Fast flehentliches Bitten wurde nicht erhört

Doch selbst dieses, fast flehentliche, Bitten eines Neubürgers stieß bei den Verantwortlichen auf taube Ohren. Auch der damals gegründete Verkehrs- und Verschönerungs - Verein konnte oder wollte die Stadtväter nicht davon überzeugen, daß der altehrwürdige Marktbrunnen als historisches Denkmal erhalten bleiben sollte, zumal ja keine Unterhaltungskosten zu erwarten waren. Dieses "Relikt" aus vergangenen Zeiten mußte im Eiltempo dem "Fortschritt" geopfert werden, ebenso wie noch in unseren Tagen das Wachthäuschen am Marktplatz. Trotz einiger Nachforschungen konnte nicht in Erfahrung gebracht werden, wohin die steinernen Aufbauten des Marktbrunnen verbracht wurden. Als er nicht mehr vor sich hinplätscherte merkten auch die Mitglieder des Magistrats, daß dem Ortsmittelpunkt nach Jahrhunderten sozusagen "die Seele" genommen worden war. Auf alten Ansichtskarten kann nachvollzogen werden, was man im Lauf der Zeit mit dem verwaisten Brunnenplatz so alles anstellte. Nachdem er zunächst "platt gemacht" worden war, erfolgte eine kleine, runde Aufpflasterung. Hier fanden ein Hydrant und ein hochaufragender, gußeiserner Wegweiser mit einer Gaslaterne als Krönung Platz. Er wich dann einer etwas schlichterner Ausführung. Nachdem der Kraftfahrzeugverkehr auf der durch den mittelalterlichen Stadtkern des einstigen Amtsortes Windecken mit seinen engen Gäßchen und Straßen führenden Reichs-und späteren Bundesstraße 45 zunahm, wurde die Pflasterung in Form eines "abgerundeten Dreiecks" vergrößert.
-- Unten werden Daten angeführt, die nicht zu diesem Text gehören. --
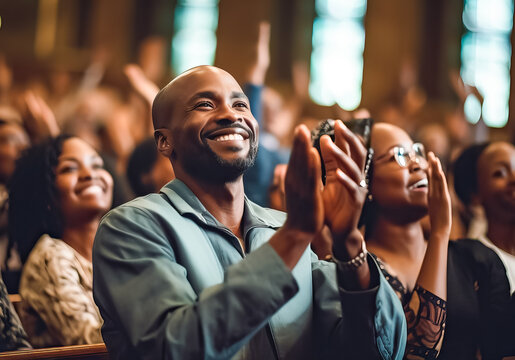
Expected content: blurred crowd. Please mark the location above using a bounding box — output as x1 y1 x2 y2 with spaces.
0 23 515 358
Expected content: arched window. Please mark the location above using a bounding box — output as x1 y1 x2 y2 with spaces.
461 0 513 127
309 0 367 110
172 0 218 74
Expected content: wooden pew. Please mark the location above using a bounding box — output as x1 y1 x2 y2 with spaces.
0 344 109 360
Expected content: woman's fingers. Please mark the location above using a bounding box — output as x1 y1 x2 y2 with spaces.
334 120 367 169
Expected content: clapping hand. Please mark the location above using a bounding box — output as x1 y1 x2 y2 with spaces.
285 125 324 237
427 152 452 241
320 120 367 241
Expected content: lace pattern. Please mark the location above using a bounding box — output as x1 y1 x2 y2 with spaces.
375 256 447 360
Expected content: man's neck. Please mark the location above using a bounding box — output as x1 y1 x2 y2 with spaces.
176 174 245 239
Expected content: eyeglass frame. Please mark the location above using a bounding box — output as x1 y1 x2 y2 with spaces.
374 142 427 167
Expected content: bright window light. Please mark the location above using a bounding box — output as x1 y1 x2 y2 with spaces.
172 0 218 74
461 0 513 127
309 0 367 110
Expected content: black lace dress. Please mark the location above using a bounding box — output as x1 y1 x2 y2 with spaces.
375 256 447 359
378 239 515 360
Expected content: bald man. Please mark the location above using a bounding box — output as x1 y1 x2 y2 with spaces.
93 66 406 359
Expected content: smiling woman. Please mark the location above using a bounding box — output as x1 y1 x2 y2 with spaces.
363 123 513 359
9 136 113 347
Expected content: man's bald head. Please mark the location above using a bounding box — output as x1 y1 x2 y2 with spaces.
152 65 236 130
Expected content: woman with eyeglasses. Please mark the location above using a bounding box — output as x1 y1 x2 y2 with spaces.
363 123 513 360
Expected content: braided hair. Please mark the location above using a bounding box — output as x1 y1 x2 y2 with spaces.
8 135 71 263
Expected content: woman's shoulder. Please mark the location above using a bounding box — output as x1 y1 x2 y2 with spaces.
449 239 507 281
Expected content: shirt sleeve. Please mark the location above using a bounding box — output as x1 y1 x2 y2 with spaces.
313 255 406 360
93 206 298 359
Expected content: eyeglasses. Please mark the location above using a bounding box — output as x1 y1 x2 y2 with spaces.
375 143 427 167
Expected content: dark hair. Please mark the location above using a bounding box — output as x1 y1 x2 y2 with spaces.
8 135 71 263
127 137 158 196
452 142 490 206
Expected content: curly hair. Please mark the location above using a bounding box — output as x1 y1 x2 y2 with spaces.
8 135 71 263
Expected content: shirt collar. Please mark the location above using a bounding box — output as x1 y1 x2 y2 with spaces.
161 179 286 229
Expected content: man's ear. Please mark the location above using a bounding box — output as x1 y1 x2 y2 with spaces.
154 129 173 159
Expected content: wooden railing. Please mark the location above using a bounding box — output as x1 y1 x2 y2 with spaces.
0 344 109 360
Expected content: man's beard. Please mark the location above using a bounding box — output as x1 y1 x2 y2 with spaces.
181 137 258 184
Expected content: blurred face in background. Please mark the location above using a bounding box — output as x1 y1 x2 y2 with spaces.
55 137 113 224
0 122 29 184
477 142 515 222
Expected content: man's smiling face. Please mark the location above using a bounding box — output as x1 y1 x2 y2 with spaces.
156 67 258 182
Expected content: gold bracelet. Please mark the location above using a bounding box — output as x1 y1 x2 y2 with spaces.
331 240 368 271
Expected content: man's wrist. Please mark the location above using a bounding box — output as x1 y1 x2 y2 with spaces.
333 229 365 262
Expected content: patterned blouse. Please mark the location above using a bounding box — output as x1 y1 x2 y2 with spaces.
372 254 447 359
20 235 102 347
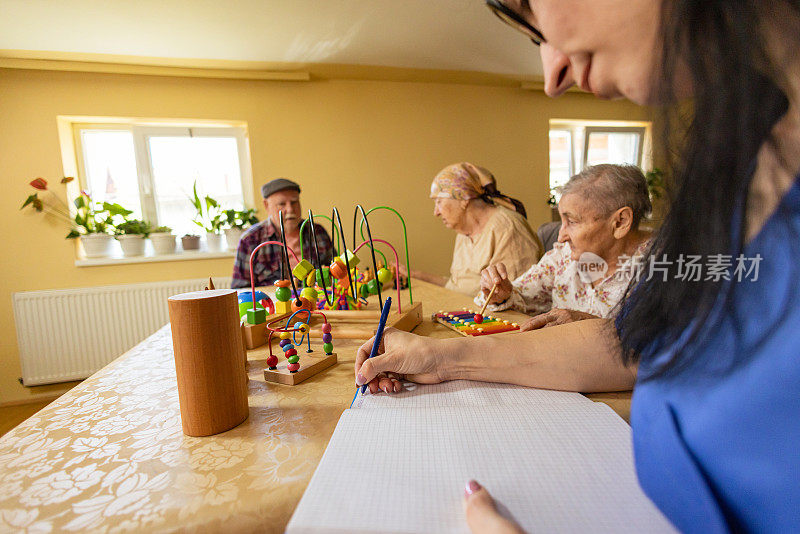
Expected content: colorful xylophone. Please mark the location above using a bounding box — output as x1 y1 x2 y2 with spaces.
431 308 519 336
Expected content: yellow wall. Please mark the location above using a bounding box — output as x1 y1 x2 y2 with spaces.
0 69 645 403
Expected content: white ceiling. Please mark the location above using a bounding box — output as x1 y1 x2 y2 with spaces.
0 0 542 79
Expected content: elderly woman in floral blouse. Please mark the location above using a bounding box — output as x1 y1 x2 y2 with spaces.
475 165 651 330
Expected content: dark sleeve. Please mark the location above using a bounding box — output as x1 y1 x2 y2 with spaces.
311 224 333 266
231 237 252 289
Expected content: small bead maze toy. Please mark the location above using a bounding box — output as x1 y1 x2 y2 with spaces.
264 309 336 386
239 205 422 385
431 308 519 337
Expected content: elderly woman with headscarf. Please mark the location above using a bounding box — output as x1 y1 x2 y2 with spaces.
475 164 651 330
413 163 542 295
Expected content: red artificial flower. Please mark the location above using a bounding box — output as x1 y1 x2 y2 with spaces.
31 178 47 191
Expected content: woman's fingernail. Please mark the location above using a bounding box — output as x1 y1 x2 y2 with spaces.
464 480 481 497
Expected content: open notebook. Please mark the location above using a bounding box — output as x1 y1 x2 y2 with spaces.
287 381 674 534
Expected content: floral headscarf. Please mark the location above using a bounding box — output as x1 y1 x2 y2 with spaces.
431 162 527 218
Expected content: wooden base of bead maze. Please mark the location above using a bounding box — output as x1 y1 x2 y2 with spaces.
264 352 337 386
242 313 291 350
431 308 519 337
311 302 422 341
242 302 422 350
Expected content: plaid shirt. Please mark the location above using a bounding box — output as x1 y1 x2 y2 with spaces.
231 219 333 288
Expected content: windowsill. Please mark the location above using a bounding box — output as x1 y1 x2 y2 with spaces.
75 244 236 267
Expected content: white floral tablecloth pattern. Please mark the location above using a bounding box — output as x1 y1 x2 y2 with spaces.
0 326 356 533
0 280 630 533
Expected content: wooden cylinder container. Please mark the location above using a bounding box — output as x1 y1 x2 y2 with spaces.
169 289 248 436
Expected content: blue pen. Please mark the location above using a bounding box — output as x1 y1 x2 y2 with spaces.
361 297 392 395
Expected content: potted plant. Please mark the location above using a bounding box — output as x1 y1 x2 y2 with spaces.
189 182 225 252
181 234 200 250
222 209 258 250
150 226 175 254
20 180 131 258
547 188 561 222
114 219 150 257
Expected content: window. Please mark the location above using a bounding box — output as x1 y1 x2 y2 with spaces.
550 120 651 195
73 123 252 240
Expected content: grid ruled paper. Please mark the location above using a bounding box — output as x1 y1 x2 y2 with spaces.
351 380 592 409
287 396 675 534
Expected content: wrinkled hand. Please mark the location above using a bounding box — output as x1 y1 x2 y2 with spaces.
519 308 599 332
355 328 445 393
481 263 512 304
464 480 525 534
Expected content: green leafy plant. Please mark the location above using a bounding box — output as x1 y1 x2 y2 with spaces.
189 182 225 233
20 176 133 239
222 209 258 229
114 219 151 237
547 187 560 208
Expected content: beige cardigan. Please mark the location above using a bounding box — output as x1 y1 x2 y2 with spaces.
445 206 543 296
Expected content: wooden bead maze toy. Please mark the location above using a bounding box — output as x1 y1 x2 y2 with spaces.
264 309 336 386
290 205 422 340
239 206 422 385
431 308 519 337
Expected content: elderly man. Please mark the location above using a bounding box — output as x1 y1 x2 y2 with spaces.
231 178 333 288
475 164 651 330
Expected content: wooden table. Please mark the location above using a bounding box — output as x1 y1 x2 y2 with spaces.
0 282 630 532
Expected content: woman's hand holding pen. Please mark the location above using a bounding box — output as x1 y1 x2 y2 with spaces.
355 328 449 393
481 263 512 304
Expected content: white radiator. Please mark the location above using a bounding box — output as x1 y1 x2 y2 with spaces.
14 278 231 386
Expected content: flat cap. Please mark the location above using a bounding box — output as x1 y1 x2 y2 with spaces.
261 178 300 198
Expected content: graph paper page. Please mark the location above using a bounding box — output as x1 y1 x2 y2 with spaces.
287 402 674 534
352 380 592 409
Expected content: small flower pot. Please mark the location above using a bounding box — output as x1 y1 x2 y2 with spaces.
181 234 200 250
117 235 144 258
225 228 244 250
150 232 176 255
80 234 114 258
206 232 225 252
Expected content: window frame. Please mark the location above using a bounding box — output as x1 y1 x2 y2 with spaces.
584 126 647 171
70 120 257 227
547 127 575 190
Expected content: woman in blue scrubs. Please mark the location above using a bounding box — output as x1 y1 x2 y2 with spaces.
355 0 800 532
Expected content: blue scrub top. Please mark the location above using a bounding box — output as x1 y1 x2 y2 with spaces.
631 181 800 533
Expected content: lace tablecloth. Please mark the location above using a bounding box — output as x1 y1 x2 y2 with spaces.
0 283 628 533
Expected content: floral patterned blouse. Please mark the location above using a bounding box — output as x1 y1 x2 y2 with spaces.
475 240 650 317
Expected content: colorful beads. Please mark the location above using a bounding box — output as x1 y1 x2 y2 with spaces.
330 256 347 280
300 287 317 302
292 259 314 280
292 297 314 312
275 287 292 302
378 267 392 284
367 280 378 295
316 267 331 286
294 321 308 333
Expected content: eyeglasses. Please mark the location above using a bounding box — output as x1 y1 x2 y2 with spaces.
486 0 547 46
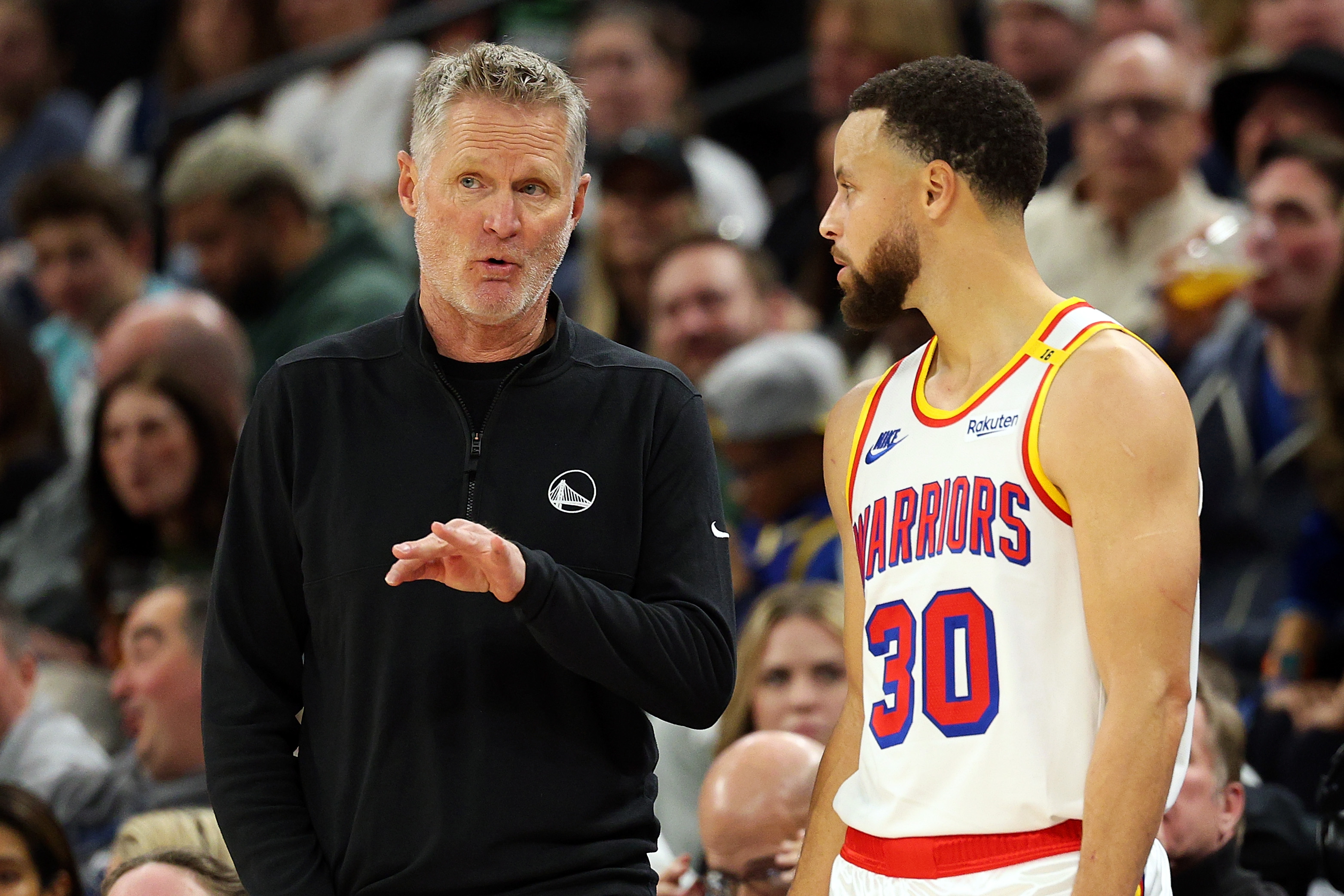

Der Hydrant verschwand und an seiner Stelle trug nun eine gedrungene Steinsäule  etwas modernere Hinweisschilder und eine elektrische Ampelleuchte. Während an dieser Stelle der Marktbrunnen jahrhundertelang den Windeckern Bürgern, lediglich dem jeweils neuesten Stand der Technik angepaßt, sonst aber unverändert, das kostbare Naß spendete, fand hier in immer kürzeren Abständen nun das muntere Spielchen "Bäumchen wechsle dich" statt. Die Steinsäule mußte zunächst einem Peitschenmasten weichen, der aufgrund massiver Proteste bald wieder abgebaut wurde. An dem dann senkrecht aufragenden Masten befand sich zunächst ein runder, später ein dreiarmiger Strahler-oder auch umgekehrt. An ihm wurden nunmehr die beleuchteten Wegweiser und ein Verkehrsspiegel befestigt, auf der Insel Verkehrszeichen einbetoniert und als Krönung eine Notrufsäule aufgestellt. Plakate jeder Art verschandelten den Marktmittelpunkt und dies besonders vor Wahlen.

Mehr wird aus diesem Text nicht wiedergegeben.